Metrics are a series of numerical values that are kept in order with the time that they are created. They are used to track everything from the number of servers in your environment, their disk usage, number of requests they handle per second, or the latency in completing these requests. Metrics are data that tell you how your systems are performing. Whether you are running a small or large cluster, getting insights on your systems health and performance allows you to identify areas of improvement, ability to troubleshoot and trace an issue, as well as improve your workloads performance and efficiency as whole. These changes can impact how much time and resources you spend on your cluster, which translates directly into cost.

Metrics Collection

Collecting metrics from an EKS cluster consists of three components :

  1. Sources: where metrics come from like the ones listed in this guide.
  2. Agents: Applications running in the EKS environment, often called an agent, which collects the metrics monitoring data and pushes this data to the second component. Some examples of this component are AWS Distro for OpenTelemetry (ADOT) and CloudWatch Agent
  3. Destinations: A monitoring data storage and analysis solution, this component is typically a data service that is optimized for time series formatted data. Some examples of this component are Amazon Managed Service for Prometheus and AWS Cloudwatch.

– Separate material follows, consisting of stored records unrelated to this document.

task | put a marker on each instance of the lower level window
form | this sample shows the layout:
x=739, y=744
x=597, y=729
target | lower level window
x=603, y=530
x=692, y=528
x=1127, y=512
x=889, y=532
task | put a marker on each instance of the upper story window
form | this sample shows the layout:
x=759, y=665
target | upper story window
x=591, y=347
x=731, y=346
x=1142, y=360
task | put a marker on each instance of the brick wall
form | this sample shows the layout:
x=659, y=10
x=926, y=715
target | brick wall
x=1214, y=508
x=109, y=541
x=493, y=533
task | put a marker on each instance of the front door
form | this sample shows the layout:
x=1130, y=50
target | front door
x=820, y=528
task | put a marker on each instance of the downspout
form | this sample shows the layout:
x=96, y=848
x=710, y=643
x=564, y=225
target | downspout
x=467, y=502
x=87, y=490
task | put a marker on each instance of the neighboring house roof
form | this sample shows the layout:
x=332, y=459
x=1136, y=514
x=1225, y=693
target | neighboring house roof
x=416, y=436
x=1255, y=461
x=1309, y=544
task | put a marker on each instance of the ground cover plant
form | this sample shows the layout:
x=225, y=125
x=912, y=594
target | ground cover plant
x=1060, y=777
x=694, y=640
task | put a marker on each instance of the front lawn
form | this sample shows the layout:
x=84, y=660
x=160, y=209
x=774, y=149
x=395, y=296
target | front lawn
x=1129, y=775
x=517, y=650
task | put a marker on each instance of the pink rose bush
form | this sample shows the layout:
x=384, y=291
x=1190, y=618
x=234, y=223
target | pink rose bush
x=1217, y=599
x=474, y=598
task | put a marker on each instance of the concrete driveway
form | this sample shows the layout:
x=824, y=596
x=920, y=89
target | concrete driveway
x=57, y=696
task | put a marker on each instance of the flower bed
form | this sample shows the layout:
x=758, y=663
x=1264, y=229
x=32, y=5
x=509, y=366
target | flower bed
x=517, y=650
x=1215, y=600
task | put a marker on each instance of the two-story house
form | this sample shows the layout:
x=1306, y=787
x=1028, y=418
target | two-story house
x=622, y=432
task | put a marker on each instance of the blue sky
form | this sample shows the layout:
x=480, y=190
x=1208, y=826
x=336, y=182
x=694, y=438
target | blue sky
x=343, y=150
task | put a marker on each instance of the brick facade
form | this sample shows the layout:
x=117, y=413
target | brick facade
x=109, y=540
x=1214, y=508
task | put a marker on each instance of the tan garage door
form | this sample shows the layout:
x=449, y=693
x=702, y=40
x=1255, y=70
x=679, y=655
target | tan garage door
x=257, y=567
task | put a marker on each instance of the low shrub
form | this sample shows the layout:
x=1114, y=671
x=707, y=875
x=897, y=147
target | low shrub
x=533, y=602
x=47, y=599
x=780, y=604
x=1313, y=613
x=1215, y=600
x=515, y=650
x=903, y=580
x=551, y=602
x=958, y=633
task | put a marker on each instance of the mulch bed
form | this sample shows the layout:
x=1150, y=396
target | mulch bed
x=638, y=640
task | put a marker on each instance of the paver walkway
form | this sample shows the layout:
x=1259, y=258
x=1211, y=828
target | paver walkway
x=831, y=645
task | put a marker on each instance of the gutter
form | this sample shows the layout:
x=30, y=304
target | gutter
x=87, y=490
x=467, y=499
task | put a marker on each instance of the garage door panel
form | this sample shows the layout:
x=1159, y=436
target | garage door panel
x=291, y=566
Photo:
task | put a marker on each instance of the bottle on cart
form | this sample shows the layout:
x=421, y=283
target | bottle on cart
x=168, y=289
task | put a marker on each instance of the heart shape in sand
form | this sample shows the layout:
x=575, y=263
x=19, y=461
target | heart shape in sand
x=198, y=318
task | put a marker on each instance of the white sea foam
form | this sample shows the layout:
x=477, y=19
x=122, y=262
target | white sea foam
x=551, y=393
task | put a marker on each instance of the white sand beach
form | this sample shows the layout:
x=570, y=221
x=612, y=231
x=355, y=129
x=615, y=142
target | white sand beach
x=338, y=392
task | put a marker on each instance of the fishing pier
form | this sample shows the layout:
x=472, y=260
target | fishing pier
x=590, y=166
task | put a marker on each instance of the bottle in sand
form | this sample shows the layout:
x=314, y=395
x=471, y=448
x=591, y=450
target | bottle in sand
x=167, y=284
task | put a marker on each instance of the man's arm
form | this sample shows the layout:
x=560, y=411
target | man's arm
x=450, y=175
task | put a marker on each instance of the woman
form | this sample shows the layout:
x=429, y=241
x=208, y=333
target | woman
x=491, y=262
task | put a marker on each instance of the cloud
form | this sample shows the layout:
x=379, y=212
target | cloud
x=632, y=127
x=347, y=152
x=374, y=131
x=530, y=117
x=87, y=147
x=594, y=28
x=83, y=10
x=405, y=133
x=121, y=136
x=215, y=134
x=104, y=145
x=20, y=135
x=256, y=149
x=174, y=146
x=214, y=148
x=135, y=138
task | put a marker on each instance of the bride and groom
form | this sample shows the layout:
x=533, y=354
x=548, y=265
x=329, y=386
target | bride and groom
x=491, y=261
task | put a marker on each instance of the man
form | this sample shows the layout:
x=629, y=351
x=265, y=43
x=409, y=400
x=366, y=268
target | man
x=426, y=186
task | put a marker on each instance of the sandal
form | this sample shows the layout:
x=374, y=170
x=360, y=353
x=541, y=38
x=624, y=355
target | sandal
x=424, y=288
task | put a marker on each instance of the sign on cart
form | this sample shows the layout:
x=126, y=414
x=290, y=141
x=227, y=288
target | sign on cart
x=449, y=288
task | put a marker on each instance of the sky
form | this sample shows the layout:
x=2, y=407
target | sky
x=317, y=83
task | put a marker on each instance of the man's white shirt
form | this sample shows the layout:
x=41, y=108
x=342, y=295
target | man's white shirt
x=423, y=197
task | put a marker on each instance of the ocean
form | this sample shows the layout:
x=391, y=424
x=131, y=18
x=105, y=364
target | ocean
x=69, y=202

Note: In this section, configuration examples are links to relevant sections of the AWS Observability Accelerator. This is to ensure you get up to date guidance and examples on EKS metrics collection implementations.

Managed Open Source Solution

AWS Distro for OpenTelemetry (ADOT) is a supported version of the OpenTelemetry project that enables users to send correlated metrics and traces to various monitoring data collection solutions like Amazon Managed Service for Prometheus and AWS Cloudwatch. ADOT can be installed through EKS Managed Add-ons on to an EKS cluster and configured to collect metrics (like the ones listed on this page) and workload traces. AWS has validated that the ADOT add-on is compatible with Amazon EKS, and it is regularly updated with the latest bug fixes and security patches. ADOT best practices and more information.

ADOT + AMP

The quickest way to get up and running with AWS Distro for OpenTelemetry (ADOT), Amazon Managed Service for Prometheus (AMP), and Amazon Managed Service for Grafana (AMG) is to utilize the infrastructure monitoring example from AWS Observability Accelerator. The accelerator examples deploy the tools and services in your environment with out of the box metrics collection, alerting rules and Grafana dashboards.

Please refer to the AWS documentation for additional information on installation, configuration and operation of EKS Managed Add-on for ADOT.

Sources

EKS metrics are created from multiple locations at different layers of an overall solution. This is a table summarizing the metrics sources that are called out in essential metrics section.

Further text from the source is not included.